1U mini PC for AI?

nagaram@startrek.website · 2 months ago

1U mini PC for AI?

ZeDoTelhado@lemmy.world · edit-2 2 months ago

I have a question about ai usage on this: how do you do this? Every time I see ai usage some sort of 4090 or 5090 is mentioned, so I am curious what kind of ai usage you can do here

teslasdisciple@lemmy.ca · 2 months ago

I’m running ai on an old 1080 ti. You can run ai on almost anything, but the less memory you have the smaller (ie. dumber) your models will have to be.

As for the “how”, I use Ollama and Open WebUI. It’s pretty easy to set up.

kata1yst@sh.itjust.works · edit-2 2 months ago

Similar setup here with a 7900xtx, works great and the 20-30b models are honestly pretty good these days. Magistral, Qwen 3 Coder, GPT-OSS are most of what I use

ZeDoTelhado@lemmy.world · 2 months ago

I tried a couple of times with Jen ai and local llama, but somehow does not work that well for me.

But at the same time i have a 9070xt, so, not exactly optimal

chaospatterns@lemmy.world · 2 months ago

Your options are to run smaller models or wait. llama3.2:3b fits on my 1080 Ti VRAM and is sufficiently fast. Bigger models will get split between VRAM and RAM and run slower but it’ll work.

Not all models are Gen AI style LLMs. I run GPU based speech to text models on my GPU too for my smart home.

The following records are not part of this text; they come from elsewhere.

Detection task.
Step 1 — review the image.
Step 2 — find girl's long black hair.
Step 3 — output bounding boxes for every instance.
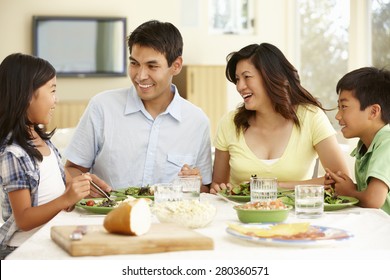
[0,53,56,161]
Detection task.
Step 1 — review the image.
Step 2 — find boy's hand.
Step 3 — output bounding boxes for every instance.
[325,168,356,196]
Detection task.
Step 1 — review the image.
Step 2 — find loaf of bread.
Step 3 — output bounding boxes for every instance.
[103,198,151,236]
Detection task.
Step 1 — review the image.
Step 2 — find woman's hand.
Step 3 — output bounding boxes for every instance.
[325,168,356,196]
[210,183,233,194]
[177,164,201,176]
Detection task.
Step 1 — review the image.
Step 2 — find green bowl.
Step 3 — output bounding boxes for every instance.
[233,205,292,223]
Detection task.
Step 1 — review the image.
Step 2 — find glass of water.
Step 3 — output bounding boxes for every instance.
[249,177,278,203]
[295,185,324,218]
[174,175,202,200]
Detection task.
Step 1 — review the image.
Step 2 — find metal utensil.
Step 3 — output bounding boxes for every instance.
[90,181,113,201]
[217,193,240,205]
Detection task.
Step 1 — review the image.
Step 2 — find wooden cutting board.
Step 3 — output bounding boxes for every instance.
[50,224,214,256]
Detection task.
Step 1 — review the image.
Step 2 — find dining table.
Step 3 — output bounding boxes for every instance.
[6,193,390,261]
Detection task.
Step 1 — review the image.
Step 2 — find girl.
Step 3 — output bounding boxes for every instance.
[0,53,91,259]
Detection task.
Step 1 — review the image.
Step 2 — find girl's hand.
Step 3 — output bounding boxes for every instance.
[85,173,112,197]
[64,174,92,210]
[210,183,233,194]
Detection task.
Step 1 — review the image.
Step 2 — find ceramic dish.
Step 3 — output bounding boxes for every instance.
[219,189,294,203]
[233,205,292,223]
[111,187,154,200]
[279,194,359,211]
[76,197,125,214]
[226,224,353,247]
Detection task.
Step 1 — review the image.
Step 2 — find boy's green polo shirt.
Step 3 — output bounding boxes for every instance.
[351,125,390,214]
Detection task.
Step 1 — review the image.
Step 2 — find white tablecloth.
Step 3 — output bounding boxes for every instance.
[7,194,390,260]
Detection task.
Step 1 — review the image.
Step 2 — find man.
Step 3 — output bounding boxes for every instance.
[65,20,211,196]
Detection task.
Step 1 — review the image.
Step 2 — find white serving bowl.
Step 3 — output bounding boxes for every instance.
[152,200,217,228]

nagaram@startrek.website · 2 months ago

With a RTX 3060 12gb, I have been perfectly happy with the quality and speed of the responses. It’s much slower than my 5060ti which I think is the sweet spot for text based LLM tasks. A larger context window provided by more vram or a web based AI is cool and useful, but I haven’t found the need to do that yet in my use case.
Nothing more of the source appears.